Anyways, many of the servers at the Hotel are in their 50s. They have been there for 30 years or more. They are INSANE. We only have enough cutlery to make it through a breakfast sitting before the cutlery must be washed and polished(the servers do the polishing). Because these women want to do as little work as possible and I imagine feel entitled to it, they HIDE polished cutlery in a variety of different credenzas and other locations in the dining room so that they have a stash of cutlery that is already polished. They also feel that if they brought items out to the credenza from the back, such as saucers or teacups, or even Radisson pens, that these items are theirs, yes, these items that belong to the Hotel Saskatchewan Radisson Plaza belong to them! No one else can use them.

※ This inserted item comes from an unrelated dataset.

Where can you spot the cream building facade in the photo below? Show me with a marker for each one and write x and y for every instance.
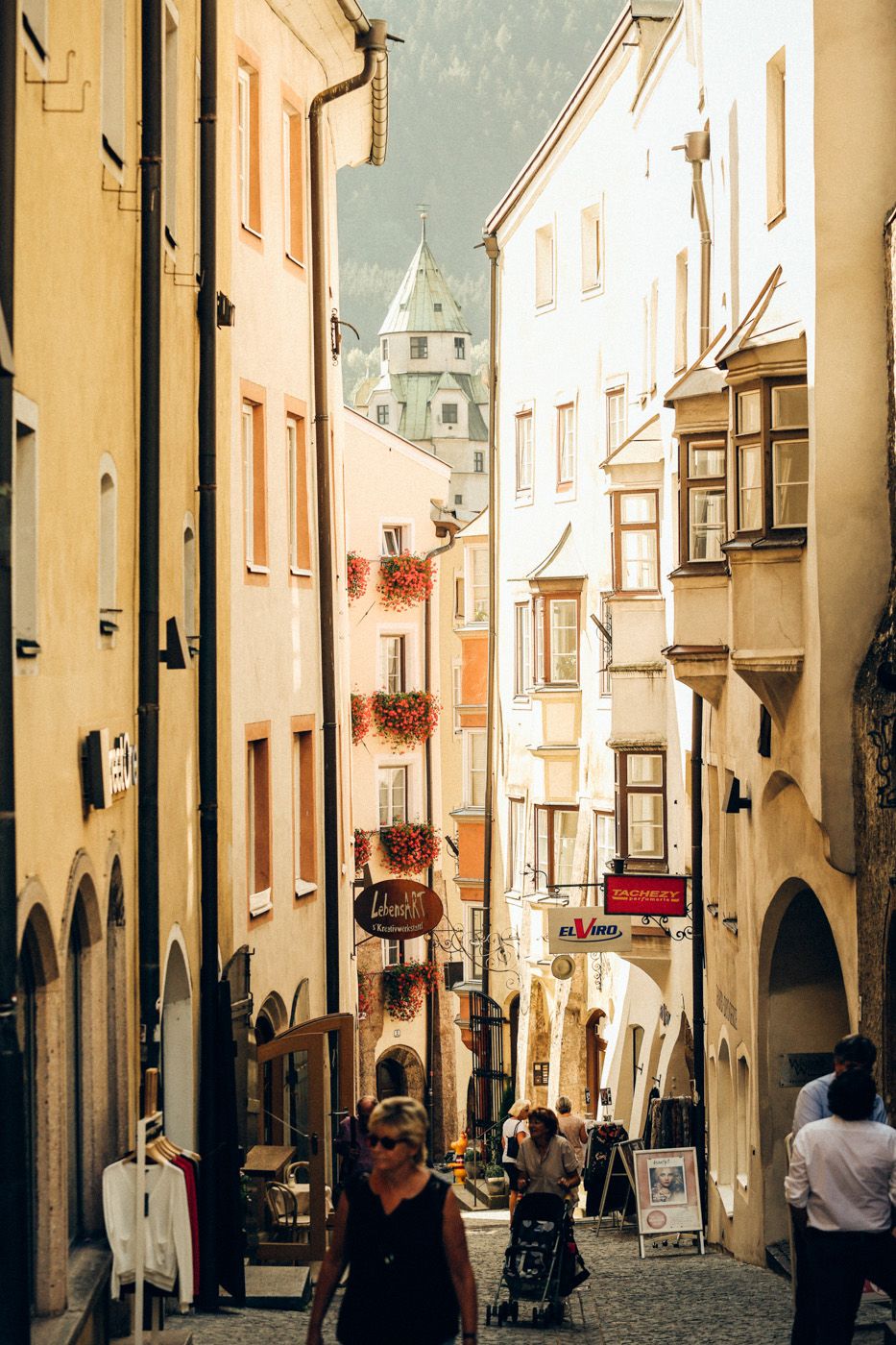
(705, 453)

Never mind that there are limited quantities of these things, and when I bring stuff out they feel more than welcome to use them.

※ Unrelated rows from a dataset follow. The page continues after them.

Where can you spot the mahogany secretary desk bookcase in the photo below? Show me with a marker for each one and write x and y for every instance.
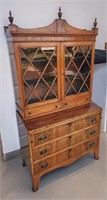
(55, 74)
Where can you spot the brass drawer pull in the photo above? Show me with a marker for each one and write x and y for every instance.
(92, 132)
(42, 138)
(93, 119)
(44, 165)
(43, 151)
(92, 144)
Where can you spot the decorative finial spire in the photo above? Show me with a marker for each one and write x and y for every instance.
(95, 23)
(10, 17)
(59, 13)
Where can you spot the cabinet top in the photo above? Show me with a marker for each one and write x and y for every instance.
(60, 27)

Another problem I encounter is that we have different sections that we serve. So regularly, these women will herd new tables to their section whenever the host is either not there or away from their station so that they will make more tips than me. The women also never smile. They are always in a rush, one of them always has a "deer in headlights" look on her face when I work with her and leaves our shared station (although if you asked I'm sure she'd say it's 'hers', because these women are nut jobs) in a completely unacceptable mess everytime she touches it. This is fine dining, and all the daytime servers in the dining room are so precoccupied with money, seniority and a sense of superiority that the customer is more of a casualty than a priority.
There are certain times where I enjoy working at the Hotel Sask. For example, when I work supper shifts. My usual coworker, Dora, has been at the hotel for I think over 30 years. She is very particular and testy at times. But she CARES about the customer. She can talk to anyone, she has an adorable Greek accent and gives good service. I enjoy when I work in the lounge instead of the dining room as well. The general attitude is less formal, there is a team atmosphere instead of an "every man for himself" attitude. And no one hides anything! (oh yeah, we also set tables differently in the dining room from breakfast to lunch. The ladies will start setting for lunch by 8:30am so that they use all the easily-accessible wine/water glasses before you do. Before they set, they will hide said items in adjacent unused rooms so you can't use them).

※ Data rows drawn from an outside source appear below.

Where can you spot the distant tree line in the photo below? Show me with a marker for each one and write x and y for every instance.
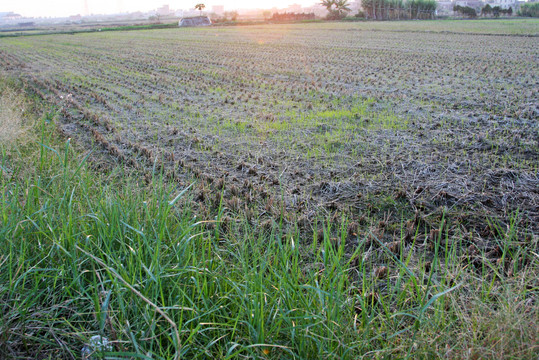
(292, 16)
(399, 9)
(495, 11)
(529, 10)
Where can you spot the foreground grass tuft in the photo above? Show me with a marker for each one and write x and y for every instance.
(85, 254)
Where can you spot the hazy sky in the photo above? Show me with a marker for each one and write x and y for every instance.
(47, 8)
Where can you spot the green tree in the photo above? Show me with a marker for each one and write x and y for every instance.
(337, 8)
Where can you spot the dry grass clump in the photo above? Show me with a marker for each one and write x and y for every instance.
(11, 115)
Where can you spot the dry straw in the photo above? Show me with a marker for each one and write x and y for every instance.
(11, 115)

I guess what I'm saying is that overall I am unhappy with my present full-time job. Serving will always involve bullshit politics, whether it's because your boss prefers some girls over others, or, like me, you work with crazy women in the mid-50s/60s. It comes with some great perks(union job, which means health coverage, a raise every 3 months, free training in things that will benefit me beyond this job), but it wears at me. I'll give it some time and see if the pros outweigh the cons. Everyone there treats me like I'll be there for a long time, but at the very least, I will become part-time in fall. And at the most, I will no longer be living in Regina and thus will quit there. Why does work have to be so difficult?